Lizenzärger der Anwender ist oft hausgemacht

Heinrich Vaske ist Chefredakteur der COMPUTERWOCHE und verantwortlich im Sinne des Presserechts (v.i.S.d.P.). Seine wichtigste Aufgabe ist die inhaltliche Ausrichtung der Computerwoche - im Web und in der Zeitschrift. Vaske verantwortet außerdem inhaltlich die Sonderpublikationen, Social-Web-Engagements und Mobile-Produkte der COMPUTERWOCHE und moderiert Veranstaltungen. Weitere Interessen: der SV Werder Bremen, Doppelkopf und Bücher - etwa die von P.G. Woodhouse.
Weniger die hohen Softwarekosten als vielmehr die komplexen und teilweise verworrenen Lizenzbestimmungen sind es, die Anwender verunsichern und Ärger hervorrufen. Das berichten die Marktforscher von AMR Research, die 300 IT- und Business-Manager befragt haben. Allerdings lässt sich die Schuld an der allgemeinen Irritation keineswegs allein den Softwareanbietern zuschreiben.
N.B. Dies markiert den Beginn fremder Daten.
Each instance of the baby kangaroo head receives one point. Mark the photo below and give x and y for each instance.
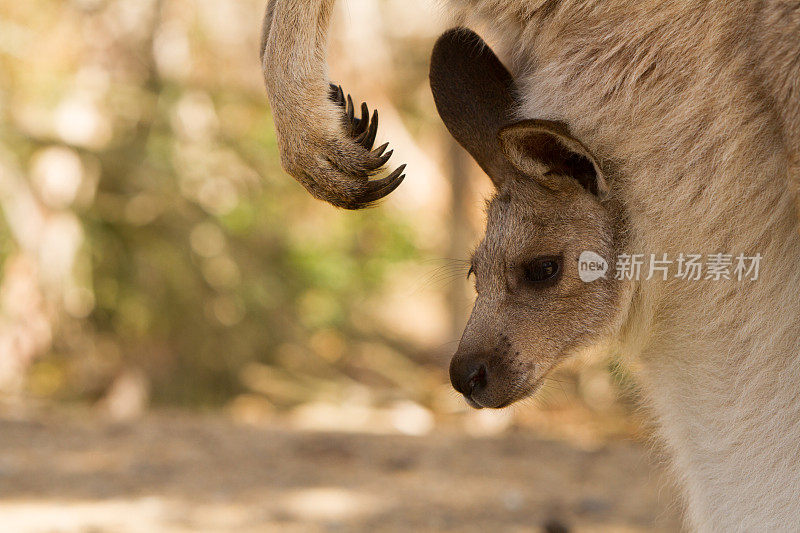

Es sind die Kunden selbst, die je nach wirtschaftlicher Stabilität und Branche unterschiedliche Lizenzverfahren favorisieren.
Das Interesse an On-demand- beziehungsweise nutzungsabhängigen Lizenzmodellen steigt.
Das Interesse an On-demand- beziehungsweise nutzungsabhängigen Lizenzmodellen steigt.

Eine nutzungsabhängige Lizenzierung wird beispielsweise von Firmen bevorzugt, die sich in zyklisch schwankenden Märkten bewegen oder sehr schnell wachsen. Stabile Unternehmen mit vorhersagbarer Umsatzentwicklung setzen dagegen auf Unternehmenslizenzen, die besser kalkulierbar sind. AMR Research fand außerdem heraus, dass solche stabilen Lizenzvereinbarungen vor allem von Chief Information Officers (CIOs) angestrebt werden, die damit ihre Planung und Budgetierung zu erleichtern hoffen. Bereichs- oder Abteilungsleiter dagegen legen Wert darauf, ausschließlich nach Nutzung abzurechnen und möglichst nicht durch hohe Umlagen in Kostennöte gebracht zu werden.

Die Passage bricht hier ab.